His advisor feels as though Winter writes well when he writes carefully. However, the second half of his thesis is not at all polished but rather what Winter sat down to write. It is true that the second half is not the ticklish sort of writing that is found in the first half, but in moving from the first half of the thesis into the second half, the advisor discovers numerous necessary modifications of phrasing throughout. So after spending most of a day reading it and likely feeling pressed for time at the point where he is having to mark points of style more and more, about 20 pages into it he brings it to Winter with a handwritten note on the front asking Winter to go over it with care again. He is to give up on rushing because the advisor will accept and approve nothing less than his best job.
What all this means is that Winter will not have his final oral exam before the next week, when his anthro advisor will be gone, which is all right but he thinks this professor would have been easier on him than one of the other men who may substitute in his final oral. “But the one good thing is that while my Math advisor will be leaving for a week, he is certainly coming back; if he were to leave I am sure I would give up trying to pass an oral with a minor in Math.” Winter laments that under the circumstances, his final oral exam will not be before June 10th and he is very sorry this will cause him to be back home later. His time with his brother David before he leaves will be even shorter, for which he apologizes.
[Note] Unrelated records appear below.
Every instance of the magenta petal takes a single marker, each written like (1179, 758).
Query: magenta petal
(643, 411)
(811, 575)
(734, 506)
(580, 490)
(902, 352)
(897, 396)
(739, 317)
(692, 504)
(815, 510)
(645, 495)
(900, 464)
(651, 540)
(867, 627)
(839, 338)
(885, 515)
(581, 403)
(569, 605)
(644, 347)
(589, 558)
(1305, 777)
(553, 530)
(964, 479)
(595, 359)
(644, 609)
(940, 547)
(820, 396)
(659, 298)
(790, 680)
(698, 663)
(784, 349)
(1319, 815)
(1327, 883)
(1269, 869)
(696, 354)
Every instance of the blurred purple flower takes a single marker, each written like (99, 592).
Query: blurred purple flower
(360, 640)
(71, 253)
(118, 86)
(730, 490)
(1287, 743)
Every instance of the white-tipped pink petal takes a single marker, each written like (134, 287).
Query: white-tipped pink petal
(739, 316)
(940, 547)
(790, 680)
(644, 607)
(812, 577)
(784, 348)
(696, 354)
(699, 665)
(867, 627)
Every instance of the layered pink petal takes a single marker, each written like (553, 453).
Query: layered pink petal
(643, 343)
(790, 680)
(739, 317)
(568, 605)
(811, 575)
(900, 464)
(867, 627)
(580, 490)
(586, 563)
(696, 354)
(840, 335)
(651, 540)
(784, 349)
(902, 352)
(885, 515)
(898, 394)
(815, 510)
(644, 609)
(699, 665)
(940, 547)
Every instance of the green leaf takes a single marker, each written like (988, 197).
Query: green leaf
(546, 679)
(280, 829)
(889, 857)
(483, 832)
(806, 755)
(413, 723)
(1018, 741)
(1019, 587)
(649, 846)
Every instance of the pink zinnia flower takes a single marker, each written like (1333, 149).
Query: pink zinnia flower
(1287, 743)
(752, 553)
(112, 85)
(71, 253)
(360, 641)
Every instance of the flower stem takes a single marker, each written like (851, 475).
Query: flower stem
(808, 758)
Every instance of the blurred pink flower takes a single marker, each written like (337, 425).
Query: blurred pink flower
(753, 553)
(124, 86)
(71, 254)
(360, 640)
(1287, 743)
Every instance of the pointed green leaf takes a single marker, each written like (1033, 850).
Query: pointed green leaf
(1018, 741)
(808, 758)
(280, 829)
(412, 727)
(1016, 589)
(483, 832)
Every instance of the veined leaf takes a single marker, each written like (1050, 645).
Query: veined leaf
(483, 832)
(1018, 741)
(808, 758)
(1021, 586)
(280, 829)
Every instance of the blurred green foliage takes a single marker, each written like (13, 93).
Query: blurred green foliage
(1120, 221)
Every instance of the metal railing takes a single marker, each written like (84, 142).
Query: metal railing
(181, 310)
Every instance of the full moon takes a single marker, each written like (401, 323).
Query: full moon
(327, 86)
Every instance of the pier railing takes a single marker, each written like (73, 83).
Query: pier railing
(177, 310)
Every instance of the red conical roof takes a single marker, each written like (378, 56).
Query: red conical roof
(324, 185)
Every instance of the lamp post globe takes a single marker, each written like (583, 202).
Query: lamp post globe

Winter is eager to submit a finished piece of work and hates that he has rushed through the thesis, which conflicts with his tendency to be perfectionistic. Even so, he mentions that it is too bad his advisor desires for his writing style to be just like his. Winter will need to write it and make changes again, then turn it in for a final check before the very last typing. The Winters guess they will extend their $5 typewriter for another week or two. At least it will produce a larger-type, clearer copy for the advisor to read. Winter thinks that “part of the psychology of his revisions is involved in the appearance of the page—if there have been some changes on a page already, he is all the more inclined to treat the page like a non-final copy.” So if all the pages are retyped, more readable and clear, Winter hopes this means they will be less needy of revision.